Меня арестуют до приезда Макса, – думала она, – или мужу придется при этом присутствовать?
* * *
Глэдис не выразила ни малейшего удивления, когда увидела вернувшуюся хозяйку. Спросила лишь, что хочет миссис Батурин отведать на обед, и удалилась на кухню, где загремела посудой, лишним шумом показывая, возможно, свое отношение к прихотям молодой госпожи.
Пятно на потолке в холле еще больше посветлело, но все-таки обращало на себя внимание – темное на белом. Поднявшись в спальню, Полина обнаружила, что и на полу бесформенное пятно ассоциируется скорее не с пролитой кровью, а с уличной грязью. Странно, конечно, что оттереть грязь оказалось невозможно, Полина потратила на это бесполезное занятие около часа, поменяв две тряпки, изодранные ею в клочья, но добилась лишь того, что пятно разделилось на два с тонкой светлой перемычкой между ними. В спальню поднялась Глэдис, посмотрела на мучения хозяйки, но сказала только: «Обед на столе, миссис Батурин» и прикрыла за собой дверь.
– Откуда взялось эти пятна? – спросила Полина, сев за стол и почувствовав, что не способна съесть ни любимый куриный суп, но фрикадельки, ни мусс, ни даже маленькие фигурные пирожные.
– Не знаю, миссис, – спокойно ответила Глэдис. – Вчера их не было.
– Похоже на пятна крови? – с замиранием в голосе сказала Полина.
– С чего бы? – удивилась Глэдис. – Наверно, трубу прорвало в межэтажном перекрытии. Вернется Джесс, займется и все исправит.

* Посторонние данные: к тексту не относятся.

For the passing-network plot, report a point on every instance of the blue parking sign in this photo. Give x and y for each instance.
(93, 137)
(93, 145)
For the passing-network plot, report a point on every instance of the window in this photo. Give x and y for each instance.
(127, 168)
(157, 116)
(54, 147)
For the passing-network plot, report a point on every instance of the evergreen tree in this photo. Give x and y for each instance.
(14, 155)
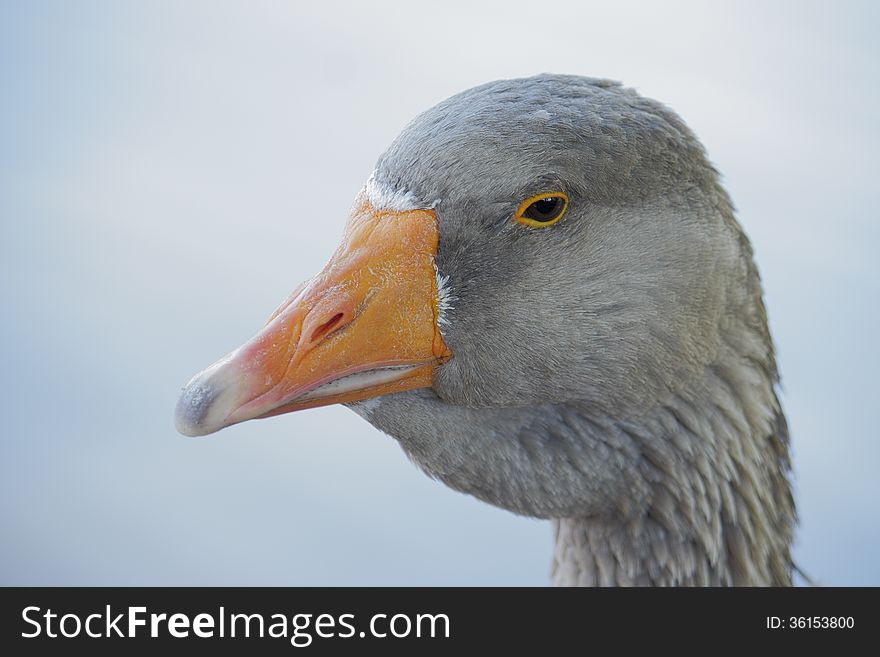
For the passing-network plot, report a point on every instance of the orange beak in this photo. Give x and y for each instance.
(365, 326)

– Конечно, – согласилась Полина.
Заставив себя немного поесть, она поднялась в спальню и до вечера стояла у окна, глядя на дорогу, которая вела в сторону деревни, и ожидая каждую минуту, что из-за поворота появится полицейская машина, а еще раньше надрывный рев сирены даст знать о том, что констебль успел не только обнаружить тело, но и выслушать не вызывавшие сомнений в личности убийцы показания завсегдатаев заведения.

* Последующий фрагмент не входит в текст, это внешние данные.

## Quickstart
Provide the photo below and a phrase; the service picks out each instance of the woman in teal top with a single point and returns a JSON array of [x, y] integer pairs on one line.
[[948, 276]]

Время падало по каплям – квант за квантом, – Полина физически ощущала, как стекали из будущего и исчезали в прошлом минуты и часы, по дороге проехала только одна машина – джип хозяина мясной лавки, – а ближе к вечеру, когда солнце начало цепляться за вершины деревьев, вернулся Джесс и долго о чем-то говорил с Глэдис на ступеньках перед входом. Полина прислушивалась, но не сумела различить ни одного слова.
Джесс вошел в дом, и Полина поспешила ему навстречу, ожидая услышать рассказ об ужасном убийстве, наверняка в деревне только это и обсуждают, но Джесс сказал лишь, что сожалеет о причиненных пятном неудобствах, это, конечно, не труба, в перекрытии не проходят трубы. Сейчас уже поздно, но утром, с позволения миссис Батурин, он разберет доски пола в спальне и найдет, конечно, причину появления грязи.
Найдя в себе, наконец, силы, Полина спросила, не произошло ли сегодня в деревне какого-нибудь события, которое… в общем… не случилось ли что-нибудь странное?
– Странное? – переспросил Джесс. – Нет, ничего странного. Малыш у миссис Биркен что-то съел, к ним вызывали «скорую», на шоссе бензовоз чуть не сбил мистера Дадлина, который переходил дорогу там, где никто не мог ждать его появления. А больше я не…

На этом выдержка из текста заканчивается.